Once the move to the new hospital is finally complete, the intriguing question remains of what is to be done with the original site. The intention is to sell off the old buildings and use this capital to help fund the new hospital. There has been talk amongst developers of Broadmoor being converted into luxury flats, and an apocryphal story about it being turned into Crowthorne’s first luxury hotel, potentially themed around Broadmoor’s gory history. What it would be perfect for is a filming location!
While any developers would be faced with the same listed building restrictions that have hamstrung Broadmoor staff for years, the hotel concept has been taken up elsewhere. In Oxford, it’s possible to stay in the Malmaison, a converted former prison in which the cell rooms are now luxurious double rooms built from joining three cells rooms together, while the Karosta Prison Hotel in Latvia, formerly a KGB prison, trades off its dark past, advertising itself as ‘unfriendly, unheated, uncomfortable’. Broadmoor’s beautiful views, scenic local walks and golf courses and proximity to central London and Heathrow are all factors that make it potentially desirable as a hotel.

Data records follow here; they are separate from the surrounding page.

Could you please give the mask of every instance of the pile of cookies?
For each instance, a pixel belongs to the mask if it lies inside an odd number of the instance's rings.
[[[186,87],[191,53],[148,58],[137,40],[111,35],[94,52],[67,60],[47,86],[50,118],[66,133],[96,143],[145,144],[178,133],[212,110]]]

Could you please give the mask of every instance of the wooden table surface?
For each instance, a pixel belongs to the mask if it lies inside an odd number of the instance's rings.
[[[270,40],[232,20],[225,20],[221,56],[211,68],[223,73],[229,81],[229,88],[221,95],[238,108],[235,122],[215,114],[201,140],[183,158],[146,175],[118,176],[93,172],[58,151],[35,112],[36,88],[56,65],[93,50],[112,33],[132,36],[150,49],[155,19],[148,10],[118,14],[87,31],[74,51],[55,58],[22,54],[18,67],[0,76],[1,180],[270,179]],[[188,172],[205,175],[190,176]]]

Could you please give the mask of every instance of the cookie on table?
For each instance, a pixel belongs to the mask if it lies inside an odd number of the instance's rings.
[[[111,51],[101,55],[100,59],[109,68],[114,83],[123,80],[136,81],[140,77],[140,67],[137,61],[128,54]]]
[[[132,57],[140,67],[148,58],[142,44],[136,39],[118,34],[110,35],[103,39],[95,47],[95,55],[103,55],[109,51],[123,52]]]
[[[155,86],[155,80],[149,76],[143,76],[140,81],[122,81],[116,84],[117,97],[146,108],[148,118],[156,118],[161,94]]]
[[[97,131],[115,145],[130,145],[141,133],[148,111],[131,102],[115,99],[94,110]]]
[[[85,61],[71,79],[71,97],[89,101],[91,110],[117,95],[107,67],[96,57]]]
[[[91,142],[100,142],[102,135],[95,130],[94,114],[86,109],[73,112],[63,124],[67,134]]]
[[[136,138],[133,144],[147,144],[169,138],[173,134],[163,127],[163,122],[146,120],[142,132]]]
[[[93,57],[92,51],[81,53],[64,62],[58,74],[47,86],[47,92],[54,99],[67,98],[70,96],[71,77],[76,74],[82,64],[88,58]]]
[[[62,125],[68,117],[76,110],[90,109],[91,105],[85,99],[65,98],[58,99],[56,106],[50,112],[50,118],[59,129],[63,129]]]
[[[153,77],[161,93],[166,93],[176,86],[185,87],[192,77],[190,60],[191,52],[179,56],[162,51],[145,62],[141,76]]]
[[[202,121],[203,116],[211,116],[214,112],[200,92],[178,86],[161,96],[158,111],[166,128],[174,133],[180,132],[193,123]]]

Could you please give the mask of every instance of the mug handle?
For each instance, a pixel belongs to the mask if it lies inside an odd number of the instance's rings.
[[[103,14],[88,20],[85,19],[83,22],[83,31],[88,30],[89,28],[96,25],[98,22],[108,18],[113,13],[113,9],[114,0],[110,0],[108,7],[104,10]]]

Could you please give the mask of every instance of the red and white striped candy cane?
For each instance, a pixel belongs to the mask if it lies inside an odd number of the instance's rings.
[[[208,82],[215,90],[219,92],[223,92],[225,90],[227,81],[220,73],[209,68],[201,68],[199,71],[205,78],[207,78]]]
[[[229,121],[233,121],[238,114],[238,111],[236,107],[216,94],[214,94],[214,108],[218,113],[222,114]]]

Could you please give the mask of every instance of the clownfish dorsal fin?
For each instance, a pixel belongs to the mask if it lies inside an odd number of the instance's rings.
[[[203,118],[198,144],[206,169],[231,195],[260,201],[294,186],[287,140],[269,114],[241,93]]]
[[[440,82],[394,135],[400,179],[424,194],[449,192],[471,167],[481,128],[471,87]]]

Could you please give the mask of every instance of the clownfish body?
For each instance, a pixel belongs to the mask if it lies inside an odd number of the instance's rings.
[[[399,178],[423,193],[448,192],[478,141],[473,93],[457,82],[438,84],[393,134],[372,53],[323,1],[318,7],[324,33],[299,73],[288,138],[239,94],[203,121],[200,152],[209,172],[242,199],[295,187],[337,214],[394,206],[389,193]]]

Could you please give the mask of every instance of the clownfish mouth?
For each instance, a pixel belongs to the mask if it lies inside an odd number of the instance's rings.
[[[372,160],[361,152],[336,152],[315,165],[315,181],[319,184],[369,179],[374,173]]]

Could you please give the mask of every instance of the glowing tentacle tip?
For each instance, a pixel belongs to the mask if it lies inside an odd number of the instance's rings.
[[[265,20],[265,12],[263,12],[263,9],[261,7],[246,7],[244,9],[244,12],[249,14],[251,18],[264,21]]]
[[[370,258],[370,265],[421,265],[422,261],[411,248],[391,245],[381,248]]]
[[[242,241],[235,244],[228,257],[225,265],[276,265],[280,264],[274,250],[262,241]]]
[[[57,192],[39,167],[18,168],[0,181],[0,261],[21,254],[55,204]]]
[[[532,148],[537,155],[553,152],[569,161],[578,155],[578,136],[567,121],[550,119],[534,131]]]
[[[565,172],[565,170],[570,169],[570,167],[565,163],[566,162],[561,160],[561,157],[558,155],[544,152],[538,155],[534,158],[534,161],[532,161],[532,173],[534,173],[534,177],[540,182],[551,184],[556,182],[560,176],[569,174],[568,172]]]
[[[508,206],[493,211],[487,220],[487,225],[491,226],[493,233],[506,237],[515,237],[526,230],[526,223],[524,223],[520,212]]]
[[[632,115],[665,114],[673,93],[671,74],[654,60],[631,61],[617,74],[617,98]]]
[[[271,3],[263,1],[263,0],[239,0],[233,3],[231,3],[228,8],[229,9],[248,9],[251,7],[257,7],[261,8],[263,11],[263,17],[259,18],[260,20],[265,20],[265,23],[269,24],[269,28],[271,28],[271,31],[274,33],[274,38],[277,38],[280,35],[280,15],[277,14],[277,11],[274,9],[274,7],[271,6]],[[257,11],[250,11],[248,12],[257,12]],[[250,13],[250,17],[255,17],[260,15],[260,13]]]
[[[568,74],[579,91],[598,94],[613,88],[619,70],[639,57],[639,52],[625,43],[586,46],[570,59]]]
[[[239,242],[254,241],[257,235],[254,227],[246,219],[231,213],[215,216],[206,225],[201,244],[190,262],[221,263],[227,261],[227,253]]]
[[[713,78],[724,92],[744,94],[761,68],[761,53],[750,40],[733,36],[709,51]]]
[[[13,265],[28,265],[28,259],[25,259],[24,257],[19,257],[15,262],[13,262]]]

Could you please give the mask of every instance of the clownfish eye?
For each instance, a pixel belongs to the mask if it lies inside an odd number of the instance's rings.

History buffs and preservation society members have been worried by the idea of converting Broadmoor into a hotel, arguing that doing so threatens the building’s heritage. Many British government-owned buildings have been sold off over the years and fallen into disrepair and dereliction, including a number of historically significant hospitals. Many people would be desperately sad to see Broadmoor go the same way, including many of the hospital’s own patients and staff, and us. Clive Bonnet and Pat McKee are particularly passionate exponents of the history of the old hospital, while acknowledging the many benefits of the new site.
Does it really make any sense to have a luxury hotel right next door to a high security hospital? Half of the pretty rural views would be over a functioning mental hospital. Not only does this raise concerns over security, but also the privacy of the patients.
Considering the lengths journalists have gone to in the past to secure photographs of patients such as Peter Sutcliffe, building a multi-storey building with potential sightlines into the complex is likely to worry staff, patients, and those who might visit them. There are plans in place that trees will be planted to screen the hospital from the hotel and vice versa: this would be for aesthetic effect in addition to the intense security surrounding the new building itself. However, in an age of £50 drones that take little skill to fly, which have already been confirmed to be used to smuggle drugs into a number of different English prisons, this is unlikely to resolve all the problems this may raise.
Broadmoor Hospital these days is corporate. Well-run. Brimming with well-intentioned and risk-averse staff. The shift to the new site and the sale of the old buildings will not change that. As things stand, the fate of the iconic Victorian building, and its ultimate use or purpose, remains in doubt. There is even talk of doing away with the very name Broadmoor and all the sensationalist associations that come with it, if not now then in the foreseeable future.
Clive Bonnet marvelled that ‘Broadmoor was the first ever high secure hospital when the Victorians built it. They couldn’t have chosen a better site. A moor where you can see for miles. That’s important, therapeutic. “I can see what I can be striving for,” the patient thinks. “The real world is out there.”’
He remembers being overwhelmed by a sense of permanence on his third shift in, walking up Upper Broadmoor Road: ‘In 1946, when Dad started, they were telling him the place was finished. People always say that, but it is just changing. Broadmoor will never finish, Broadmoor is here forever.’